Uno de los testigos del incidente señala que esto tendrá un impacto positivo para la ciudad, puesto que el dueño de la tienda tendrá que contratar a un vidriero para reemplazar la ventana, el vidriero gastará el dinero en otros comercios del pueblo y que, a su vez, estos comerciantes emplearán estos fondos en otros comercios, beneficiándose, por tanto, el conjunto de la economía de la ciudad. La falacia de este razonamiento, según Bastiat, es que no se tiene en cuenta el cálculo del coste de oportunidad. Así, el comerciante al que han roto la ventana tiene que emplear su renta disponible en arreglarla, en vez de, por ejemplo, comprar más maquinaria para aumentar su negocio o comprar un par de zapatos nuevos. Por tanto, lo que aparentemente es un estímulo conlleva efectos negativos invisibles que desembocan en un impacto neutro, si bien sí que se produce una transferencia de renta.

Esta idea se ha retomado a lo largo de los últimos años por economistas como Krugman, que en 2011 sugerían que un gasto forzado derivado de una guerra o de un desastre natural podría ser positivo para la recuperación de la economía de EEUU. No obstante, las actuales condiciones de la economía estadounidense difieren mucho de las de 2011, en especial en materia de capacidad ociosa a nivel productivo y laboral. En este punto cabe preguntarse ¿cómo afectará la temporada de huracanes sobre la economía estadounidense? Según la Oficina de Análisis Económico (BEA), organismo que se encarga de elaborar las estadísticas estadounidenses, los desastres naturales, como el Katrina, tienen dos vías principales de impacto: (i) la destrucción de la propiedad y (ii) la disrupción del flujo de ingresos de los agentes económicos, reduciéndolo en un primer momento y aumentándolo más tarde. De manera adicional, hay que señalar que la destrucción de la propiedad, según la metodología empleada por la Oficina de Analisis Económico no afecta negativamente en el cálculo del PIB, dado que este es el agregado de la producción "actual". Así tras el momento inicial, la reconstrucción y el reaprovisionamiento acaban dando un impulso adicional al PIB.
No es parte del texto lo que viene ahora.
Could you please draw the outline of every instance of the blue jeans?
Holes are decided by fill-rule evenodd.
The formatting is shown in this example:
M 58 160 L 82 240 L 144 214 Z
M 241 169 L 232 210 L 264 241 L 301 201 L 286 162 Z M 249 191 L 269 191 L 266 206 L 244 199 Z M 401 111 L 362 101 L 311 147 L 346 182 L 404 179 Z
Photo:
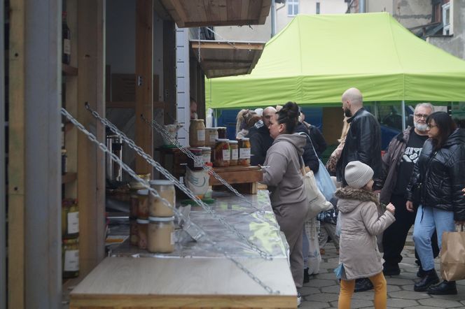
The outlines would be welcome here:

Dos son las claves en este sentido más allá del impacto monetario: (i) la velocidad con la que se reconstruye y (ii) quién soporta el coste de la reconstrucción. Respecto a la primera, hay que señalar que las valoraciones del daño suelen ser rápidas en EEUU (en torno a un mes), lo que permitiría iniciar la reconstrucción rápidamente. Respecto a la segunda, esta dependería de las coberturas contratadas por los ciudadanos afectados, por tanto, sería una mezcla del sector asegurador y de los hogares estadounidenses (apoyados por créditos blandos estatales). Si bien desconocemos el impacto final de esta temporada de huracanes en EEUU, pensamos que la respuesta de la Reserva Federal será muy similar a lo ocurrido tras el huracán Katrina en 2005. Entonces, la Fed consideró que el impacto en términos de actividad sería temporal y que incluso podría provocar tensiones inflacionistas de corto plazo. En 2005, esto se tradujo en que la Fed prosiguió tensionando su política monetaria. Ahora, pensamos que la Fed anunciará el esperado inicio de adelgazamiento de balance en la próxima reunión de septiembre y, al contrario de lo que estaría descontando el mercado, que la subida de tipos de interés prevista para final de año seguiría encima de la mesa.